- The Washington Times - Wednesday, September 2, 2020

Joseph R. Biden is assuming a bigger presence on the campaign trail, shifting away from his basement-dwelling strategy in a tightening race with President Trump roughly two months from Election Day.

Mr. Biden on Wednesday fielded reporters’ questions for the first time in weeks and announced plans to travel to riot-scarred Kenosha, Wisconsin, although he said a day earlier that visiting there would add to the turmoil.

It marked a move away from the cautious approach that he had embraced for months and for some smacked of a candidate going on defense.

“It appears that the RNC messaging — softer image for Trump and ‘law and order’ — has resonated somewhat,” said Patrick Murray, director of the Monmouth University Polling Institute. “Biden is now countering that. But obviously, since he just started, we can’t know if it is working yet.”

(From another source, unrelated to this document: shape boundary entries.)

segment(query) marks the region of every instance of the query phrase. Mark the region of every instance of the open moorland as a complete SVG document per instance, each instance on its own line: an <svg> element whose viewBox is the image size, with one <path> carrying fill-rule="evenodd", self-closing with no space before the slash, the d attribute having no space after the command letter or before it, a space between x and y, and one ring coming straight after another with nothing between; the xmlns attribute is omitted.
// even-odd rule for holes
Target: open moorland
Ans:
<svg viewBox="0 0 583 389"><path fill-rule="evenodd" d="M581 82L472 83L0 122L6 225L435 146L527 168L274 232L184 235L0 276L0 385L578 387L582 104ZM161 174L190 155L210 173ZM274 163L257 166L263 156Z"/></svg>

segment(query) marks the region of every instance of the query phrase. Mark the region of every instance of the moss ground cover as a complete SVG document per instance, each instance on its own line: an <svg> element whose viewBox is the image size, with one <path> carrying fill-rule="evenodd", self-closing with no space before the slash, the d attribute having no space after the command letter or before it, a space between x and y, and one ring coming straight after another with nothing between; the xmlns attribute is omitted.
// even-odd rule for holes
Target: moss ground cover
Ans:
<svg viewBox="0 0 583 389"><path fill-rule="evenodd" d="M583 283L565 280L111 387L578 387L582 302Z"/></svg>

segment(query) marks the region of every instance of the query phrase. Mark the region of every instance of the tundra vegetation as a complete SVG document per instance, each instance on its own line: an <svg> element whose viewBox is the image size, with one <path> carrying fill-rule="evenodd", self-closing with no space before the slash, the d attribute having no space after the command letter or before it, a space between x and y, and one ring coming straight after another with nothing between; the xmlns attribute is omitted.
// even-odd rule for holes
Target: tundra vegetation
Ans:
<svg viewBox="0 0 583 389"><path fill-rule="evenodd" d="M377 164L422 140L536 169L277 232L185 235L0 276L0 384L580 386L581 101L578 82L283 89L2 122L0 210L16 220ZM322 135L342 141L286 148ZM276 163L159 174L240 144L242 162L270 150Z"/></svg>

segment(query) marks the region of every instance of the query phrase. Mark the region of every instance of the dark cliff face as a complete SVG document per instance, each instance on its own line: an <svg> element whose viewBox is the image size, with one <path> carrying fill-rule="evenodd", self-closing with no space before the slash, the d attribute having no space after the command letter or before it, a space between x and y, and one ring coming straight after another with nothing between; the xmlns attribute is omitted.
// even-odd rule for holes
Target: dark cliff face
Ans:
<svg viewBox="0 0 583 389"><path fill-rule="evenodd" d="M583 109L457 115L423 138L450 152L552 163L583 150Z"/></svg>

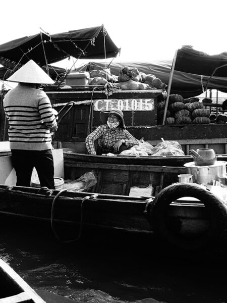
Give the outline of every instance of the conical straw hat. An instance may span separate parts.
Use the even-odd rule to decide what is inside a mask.
[[[40,84],[52,84],[54,83],[33,60],[29,60],[7,80],[11,82]]]

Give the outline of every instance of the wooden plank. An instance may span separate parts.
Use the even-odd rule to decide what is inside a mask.
[[[191,124],[154,125],[128,127],[127,130],[136,138],[144,138],[146,141],[164,140],[195,140],[227,138],[226,124]]]
[[[29,294],[24,291],[10,297],[2,298],[0,299],[0,303],[23,303],[29,302],[31,298]]]
[[[156,166],[144,165],[120,165],[119,164],[110,164],[105,163],[91,163],[86,162],[75,163],[74,162],[65,161],[65,165],[67,167],[84,167],[99,168],[100,169],[109,169],[125,171],[156,172],[159,173],[184,173],[186,168],[184,167],[175,166]]]

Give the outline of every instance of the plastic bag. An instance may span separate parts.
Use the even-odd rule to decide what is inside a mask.
[[[149,184],[147,187],[133,186],[130,188],[129,196],[133,197],[152,196],[154,188],[152,184]]]
[[[143,138],[141,138],[139,141],[139,146],[141,147],[142,149],[147,153],[149,156],[153,154],[154,153],[154,146],[147,141],[144,141]]]
[[[177,141],[165,141],[157,144],[154,147],[152,156],[185,156],[181,145]]]
[[[64,188],[74,191],[82,191],[87,190],[97,183],[97,178],[94,171],[85,173],[79,179],[70,180],[64,183]]]

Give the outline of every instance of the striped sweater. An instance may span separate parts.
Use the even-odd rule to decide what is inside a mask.
[[[52,148],[49,129],[56,124],[46,93],[19,83],[3,100],[9,120],[9,140],[13,149],[44,150]]]

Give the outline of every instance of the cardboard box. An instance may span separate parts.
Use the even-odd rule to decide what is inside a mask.
[[[88,72],[74,72],[70,73],[66,77],[66,85],[70,86],[75,85],[87,85],[90,79],[90,74]]]

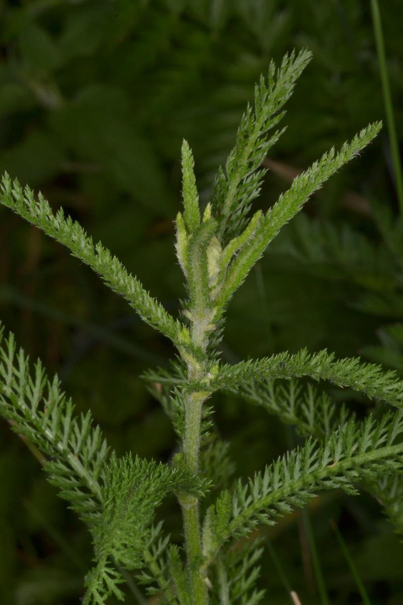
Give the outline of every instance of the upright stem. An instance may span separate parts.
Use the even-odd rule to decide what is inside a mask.
[[[205,342],[205,318],[200,323],[195,321],[192,330],[192,340],[199,346]],[[203,344],[203,348],[205,347]],[[188,381],[201,379],[205,371],[205,365],[196,360],[188,360]],[[186,387],[185,387],[186,388]],[[195,474],[198,468],[200,428],[203,404],[209,396],[205,391],[189,390],[185,395],[185,427],[183,439],[185,462],[191,473]],[[179,500],[182,509],[185,541],[188,558],[188,567],[191,583],[192,605],[208,605],[209,598],[205,574],[200,569],[203,557],[202,534],[198,511],[198,499],[193,494],[182,492]]]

Bookies took note, according to betting aggregators at US-Bookies.com who said Wednesday that for the first time since early June, Mr. Trump is the favorite to win a second four-year term.

A new CNN poll, however, showed Mr. Biden maintaining a 51%-43% lead over Mr. Trump among registered voters in the wake of the dueling party conventions.

Mr. Biden and the Democratic National Committee also announced they raised a record-breaking $364 million in August.

The political crosswinds have added more intrigue to a coronavirus-riddled contest and left the campaigns and the rest of the political world trying to decipher what’s up and what’s down.

Mr. Trump, meanwhile, has always been eager to return to traditional campaign mode and hold rallies with his fervent supporters.

He has ridiculed Mr. Biden’s low-profile approach and goaded him to be more visible, confident the former vice president will crack under brighter lights.

Before an event Wednesday in North Carolina, Mr. Trump dubbed the Democratic presidential nominee “Joe Hiden.”

“Joe Biden is a Low Energy Candidate the likes of which we have never seen before,” Mr. Trump said on Twitter. “The last thing our country needs is a Low Energy Individual, especially when surrounded by High Energy Chess Players scattered all over the world.”

The Republican warned: “He’s back in his basement now - no schedule!”

Mr. Biden was back in Delaware, where he delivered remarks panning Mr. Trump’s coronavirus response.

He said the administration left teachers, students and parents in the lurch as the new school year began.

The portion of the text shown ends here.